Building a Sustainable Rolling Survey Practice
I’ve worked on or built a few rolling quantitative research efforts, and I have some thoughts on what makes the practice sustainable. Personally, recurring surveys become much easier to deploy if you’ve done the hard work upfront.
A sustainable survey practice is about building something you can reuse. More importantly, it should be centered around getting consistent, comparable data over time, without having to start from scratch every cycle.
Before setting anything up, it’s worth asking yourself or your team:
What are we actually trying to sustain?
What are the core metrics we care about?
(What’s our North Star, and how does it show value?)What trends do we want to track over time? What insights do we want to gain?
(QoQ, YoY, product changes?)How often can we realistically deploy this?
Can we reliably reach the audience we want?
What budget supports this as an ongoing effort?
What are our data retention constraints?
(Because this will impact whether you can make comparative evaluations.)
The reason these questions need to be answered is because it will determine if setting up a rolling survey practice is needed. If your team wants to track change over time, consistency in the questions matters. If the team frequently changes direction, the upfront work of programming this may not be worth it.
When your survey is well-defined, both in terms of questions and metrics, it makes everything downstream easier because analysis becomes repeatable, comparisons are easier to make, and you (or your team) spend less time trying to Sherlock Holmes past data or survey logic.
Before the first deployment, treat the survey like a product
Before launching, run a few cognitive interviews.
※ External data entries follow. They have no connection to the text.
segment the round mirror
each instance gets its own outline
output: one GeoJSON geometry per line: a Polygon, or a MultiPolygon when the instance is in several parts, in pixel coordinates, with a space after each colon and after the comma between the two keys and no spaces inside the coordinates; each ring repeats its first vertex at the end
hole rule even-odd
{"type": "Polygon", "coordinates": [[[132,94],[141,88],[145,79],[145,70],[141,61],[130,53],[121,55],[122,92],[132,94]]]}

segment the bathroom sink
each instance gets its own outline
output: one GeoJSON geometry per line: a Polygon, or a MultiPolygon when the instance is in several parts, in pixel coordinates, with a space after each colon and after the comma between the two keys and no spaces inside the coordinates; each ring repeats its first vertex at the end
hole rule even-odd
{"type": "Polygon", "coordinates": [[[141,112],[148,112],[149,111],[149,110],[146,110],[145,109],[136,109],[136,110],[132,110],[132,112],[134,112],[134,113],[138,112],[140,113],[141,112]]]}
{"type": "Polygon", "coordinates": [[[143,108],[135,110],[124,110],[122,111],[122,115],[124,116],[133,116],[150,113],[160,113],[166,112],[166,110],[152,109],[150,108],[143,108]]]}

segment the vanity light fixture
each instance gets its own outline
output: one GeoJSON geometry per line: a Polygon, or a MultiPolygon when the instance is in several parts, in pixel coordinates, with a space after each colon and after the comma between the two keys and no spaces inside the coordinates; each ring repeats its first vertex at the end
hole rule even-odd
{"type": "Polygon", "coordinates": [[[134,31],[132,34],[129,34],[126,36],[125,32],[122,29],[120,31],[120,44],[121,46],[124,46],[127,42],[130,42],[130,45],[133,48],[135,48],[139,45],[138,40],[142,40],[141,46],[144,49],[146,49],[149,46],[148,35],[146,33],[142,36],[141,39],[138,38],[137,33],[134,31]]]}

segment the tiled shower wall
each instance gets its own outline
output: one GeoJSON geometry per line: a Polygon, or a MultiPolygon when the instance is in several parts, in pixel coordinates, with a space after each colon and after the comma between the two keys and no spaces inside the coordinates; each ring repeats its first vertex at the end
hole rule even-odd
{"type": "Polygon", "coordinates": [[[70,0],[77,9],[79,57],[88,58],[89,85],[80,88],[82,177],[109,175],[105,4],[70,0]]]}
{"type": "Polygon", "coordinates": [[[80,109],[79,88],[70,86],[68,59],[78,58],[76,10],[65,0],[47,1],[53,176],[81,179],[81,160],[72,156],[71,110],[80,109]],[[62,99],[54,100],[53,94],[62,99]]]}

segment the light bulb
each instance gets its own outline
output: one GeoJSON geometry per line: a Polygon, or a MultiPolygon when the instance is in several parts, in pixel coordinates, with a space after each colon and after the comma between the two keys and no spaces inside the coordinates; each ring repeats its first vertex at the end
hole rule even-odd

This helps you and your team understand if:
Questions are being interpreted the way you intend
Any questions are unclear, confusing, or repetitive
A way I’ve run cognitive interviews is to ask participants to:
Read the question out loud and provide an answer based on what they’ve read
Interpret the question and terms in their own words, and explain why they chose their answer
Share what felt confusing and what additional detail would make it easier to answer
Also, pay attention when they pause or hesitate while reading. This will help you know if you need to revise your question or whether your question is easy to understand.
A simple and low-cost way to do a cognitive test is to recruit colleagues outside your team.
The unglamorous setup work matters
Most of the effort in rolling research is front-loaded and easy to underestimate. The initial setup reduces future friction because you spend less time decoding past survey data or trying to understand previous survey logic.
If you’re using tools like Qualtrics:
Assign consistent question names (ref image below). Instead of “Q1,” use something like “engage.” This ensures that when you download your data, it’s clearly labeled and easier to work with in your statistical software (hint hint: glimpse() in R).
Build a data dictionary to streamline analysis, you can export this from Qualtrics. This is particularly important if you export your data as values rather than labels.
Save a reusable template in your team’s library. This ensures question names, logic and embedded data stay consistent, and all you need to do is duplicate and deploy. Doing this also reduces any friction needed to keep your survey rolling.
Because your questions and naming conventions are consistent, you only need to write your code once. Save it somewhere accessible, it becomes reusable for each QoQ or YoY deployment.
(NOTE: You can also do this with a very manual software like Google Sheets or Excel, where you create a dashboard that can track charts and trends. But again, requires A LOT of manual work setting it up. It took me around 1.5 weeks of work.)
Question naming that will show in the first column when you extract your data.
Track longitudinal changes by creating a log
I know that it sounds like a rolling survey practice feels inflexible BUT it’s natural for a team to evolve over time. I only put forth that caution because some consistency is important to help you identify trends or shifts (hence, the North Star metric question).
If you have If your team’s need does evolve, my suggestion is to keep a log of what has changed, what has been added, removed, or updated. This helps you and your team understand which QoQ or YoY comparisons can (and can’t) be made, or identify change in your respondents behavior because of the way your survey is constructed.